FAWC awards 20 fellowships each year: 10 to writers and 10 to visual artists. Each gets an apartment, a $1,250 monthly stipend, and an entire winter to work on whatever they want, with no obligations.
Zeinab Shahidi Marnani works in the corner of her studio, taking in the room’s grand blankness, contemplating all the big things to come. Marnani, who came to Provincetown from Tehran, is a multidisciplinary artist. She holds an M.F.A. in sculpture from Yale School of Art, is a documentary filmmaker, and is currently focused on collage.
“I appreciate being by myself; there’s no pressure,” she says, carefree but focused. “You have the time and space to work.” Her only concern going into the residency is that she will create something so large that it can’t be moved: “What if I can’t take it home?”
This is Tinja Ruusuvuori’s second year here. Every year, FAWC reserves four spots for returning fellows who get a special perk: choosing their own studio space. “I really wanted to hang something long, so I chose this one,” she says, looking up at the high ceilings in her studio, imagining the artwork she might create and then put up there.
The airy space is a fitting environment for a documentarian who observes and takes in everyday occurrences other people might ignore. Outside her studio, Ruusuvuori, listening for radio waves with a kite, notices a chrysalis hanging between the wooden spokes on a nearby fence. “I think it’s going to be a monarch,” she says.
Ruusuvuori says she hopes to start a radio station in the studio this winter: “People can come share whatever they want and experiment.”
David Hutcheson’s apartment, one of the few that aren’t on FAWC’s Pearl Street campus, overlooks Provincetown Harbor. Hutcheson is a poet and returning fellow. He was last here in 2017, when he met his girlfriend, the poet H.R. Webster; this year, she remained in Hudson, N.Y. with their dogs.
“I didn’t write for four years, and I’ve just come back to it at the beginning of this year,” says Hutcheson. “I’m pretty hungry. I know what I want to work on, and I’m excited to get to it.”
It’s Miguel Braceli’s first time in Provincetown. “It’s like a fairytale town,” he says.
Braceli makes “public art projects,” ephemeral installations displayed out in the open, that often engage the bodies and movements of human beings as part of their design. For Braceli, the FAWC fellowship is “a good opportunity to understand a new place and to create a specific project about that place.” He plans to engage Provincetown’s landscape in a “community-based project” this spring.
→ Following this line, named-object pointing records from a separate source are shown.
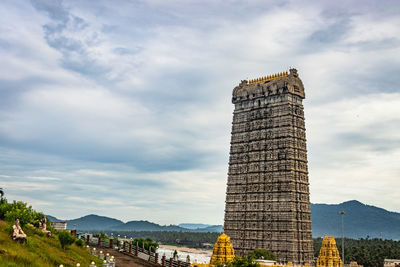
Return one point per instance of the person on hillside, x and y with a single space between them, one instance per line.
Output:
43 226
18 234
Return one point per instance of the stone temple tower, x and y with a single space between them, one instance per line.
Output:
267 197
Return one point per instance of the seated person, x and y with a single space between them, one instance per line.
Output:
43 226
18 234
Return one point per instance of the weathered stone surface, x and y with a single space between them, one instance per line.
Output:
267 198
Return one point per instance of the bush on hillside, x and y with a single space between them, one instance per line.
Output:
65 238
19 210
146 243
79 242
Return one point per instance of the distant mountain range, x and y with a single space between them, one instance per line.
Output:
360 221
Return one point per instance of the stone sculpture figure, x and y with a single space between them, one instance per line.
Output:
267 197
18 233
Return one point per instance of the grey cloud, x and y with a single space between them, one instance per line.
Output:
54 8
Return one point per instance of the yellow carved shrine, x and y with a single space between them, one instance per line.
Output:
329 254
223 250
269 77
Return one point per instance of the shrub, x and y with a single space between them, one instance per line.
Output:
19 210
65 238
79 242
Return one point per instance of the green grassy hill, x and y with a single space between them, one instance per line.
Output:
39 250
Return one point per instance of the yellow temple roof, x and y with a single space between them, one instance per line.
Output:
269 78
223 250
329 254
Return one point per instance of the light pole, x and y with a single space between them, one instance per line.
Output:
342 213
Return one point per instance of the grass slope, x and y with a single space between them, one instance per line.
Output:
39 250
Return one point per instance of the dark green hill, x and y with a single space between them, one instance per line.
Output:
360 221
146 226
93 222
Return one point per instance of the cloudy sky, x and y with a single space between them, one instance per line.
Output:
122 108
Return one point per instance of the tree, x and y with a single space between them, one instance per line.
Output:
65 239
262 254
As for day-to-day life, Braceli is excited to have a studio close to where he’s living. “This is an opportunity to be focused only on my work,” he says.
“Sorry for the floors,” says Molly Anders, standing in her otherwise pristine apartment, the largest one on FAWC’s campus. “My partner is bringing a vacuum next week.”
Although the apartment comes with a designated office space, Anders has set up her writing station in the living room, currently empty except for a few pieces of furniture and, of course, her thoughts. She’s already knee-deep in a short story collection that’s been eight years in the making. “Every time I add a story, another one falls out,” she says.
For Anders, the time and space that the fellowship provides to write isn’t a luxury but a necessity. The Kentucky native says the opportunity offers her a break from working as a journalist in England. “FAWC has always been the crème de la crème of residencies,” she says, “mostly because of the amount of time you’re given to create.”
In the Stanley Kunitz Common Room, other fellows — mostly the younger ones — gather for an optional viewing of Mischa Richter’s documentary I Am a Town. The film, a contemplation of Provincetown’s legacy as a sanctuary for immigrants, queers, and artists, serves as a solid introduction. After the film, they’re excited — realizing they’re about to play some part in Provincetown’s storied history.
“It was cool to watch what it means to be here,” says Canadian writer Lindsay Miles, a mix of awe and apprehension in her voice. “I’m scared this is going to go by really fast.”
Beside her, Agnes Walden, a painter from New York, reflects on her new surroundings. “It’s perfect,” she says. “I feel like I’m walking on a movie set.”
Chicago writer Avigayl Sharp is still in disbelief. “I’m waiting for the ball to drop a little,” she admits. “It’s not normal to get paid to make art.”